It’s hard to think this way after a decade that gave us Buster Posey and Steph Curry, but the 49ers’ lack of a Super Bowl championship of late is not the worst thing in the world for a sports fan.
I know, I know. Don’t get soft. Don’t let ‘em off the hook. Demand championships! It’s what this country was built on, as I was just saying to my good friends, Bill Gates, John D. Rockefeller and Al Davis.
Maybe I’ve seen too many seasons through the years. Maybe the fact that I lived through and fully basked in five 49ers Super Bowls has dulled my edge. I should be more sympathetic to the 30-and-under crowd who doesn’t know Bill Ring from a Super Bowl Ring.
We wondered on the air, after that empty set of an NFC Championship game, a game that came from outer space and almost never happened: Is this some sort of karmic tax for having Joe Montana and Steve Young from 1980-2000? Is the universe saying, “You got yours, now pipe down and feel some pain”? If so, does this mean the post-Tom Brady New England Patriots will be quiet until about 2060? (Raiders fans, don’t comment below.)
Bigger picture is, you want your teams to matter. You don’t want to be the Arizona Cardinals. You don’t want to be the New York Jets. You don’t want to be the Cleveland Browns.
Kyle Shanahan and John Lynch — for all their perceived missteps, from the DeForest Buckner trade to not challenging DeVonta Smith’s fourth-down incompletion — have built a team that has gone to three NFC championships in the last four years, with a Super Bowl trip thrown in for good measure. This needs to be seen for what it is: a pretty massive achievement that has invigorated a fan base that now routinely invades opposing stadiums, given birth to a heartbeat at Levi’s Stadium, and made the Shanahan-Lynch 49ers among the most relevant NFL teams of the 21st century.
By my admittedly-crude research, the only teams in the NFC in the last 20 years to reach the NFC championship as frequently were the Andy Reid Eagles, who made four consecutive NFC championships from 2001-04, and — wait for it — the Jim Harbaugh 49ers, who made three consecutive NFC championships from 2011-13.
Now is the part where you say neither Reid nor Harbaugh nor Shanahan won the ultimate prize in that stretch, so you don’t care.
That’s your right as a sports fan.
I prefer relevance, contention and meaningful games.
The 1997-2003 San Francisco Giants never won a World Series — don’t say the words “Rally” or “Monkey” anytime soon — but, man, that was a wonderful era in the team’s history. Brian Sabean and Dusty Baker (and Felipe Alou) produced a stretch where they only played a handful of meaningless end-of-season games in seven seasons. The park was packed. The Giants buzzed. The playoff gods were not on their side, but any Giants fan worth his Croix de Candlestick recalls that era fondly.

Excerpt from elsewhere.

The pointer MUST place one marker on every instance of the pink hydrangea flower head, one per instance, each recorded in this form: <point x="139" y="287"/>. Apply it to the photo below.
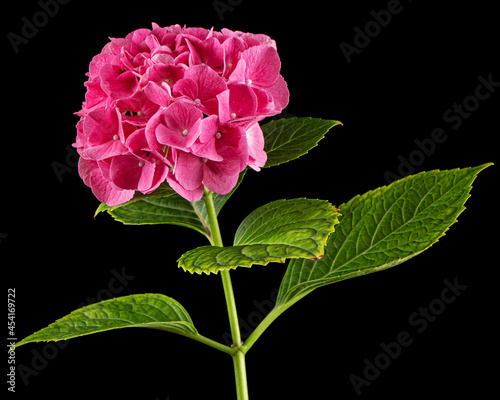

Which brings us back to the concept of the Jock Blog: Buster Posey, Tim Lincecum, Madison Bumgarner, Matt Cain and Pablo Sandoval won the whole enchilada, three times. Steph, Klay Thompson, Draymond Green and Andre Iguodala won the whole ball o’ wax, four times. They are immortal.
Harbaugh, Frank Gore, Pat Willis, Shanahan, Deebo Samuel, George Kittle . . . they are not.
Is that fair?
No one said life was fair. In fact, Kittle himself reminded us after Sunday in Philadelphia that life sometimes likes to punch you in the face. Funny dude, that Kittle.
What do you do when you get bopped in the nose? Go back to your corner. Talk to your trainer. Get some water. And answer the bell one more time.
The 49ers are poised to be in the mix again come September. I imagine you’ll all be along for the ride. It’s what we do. Enjoy the relevance.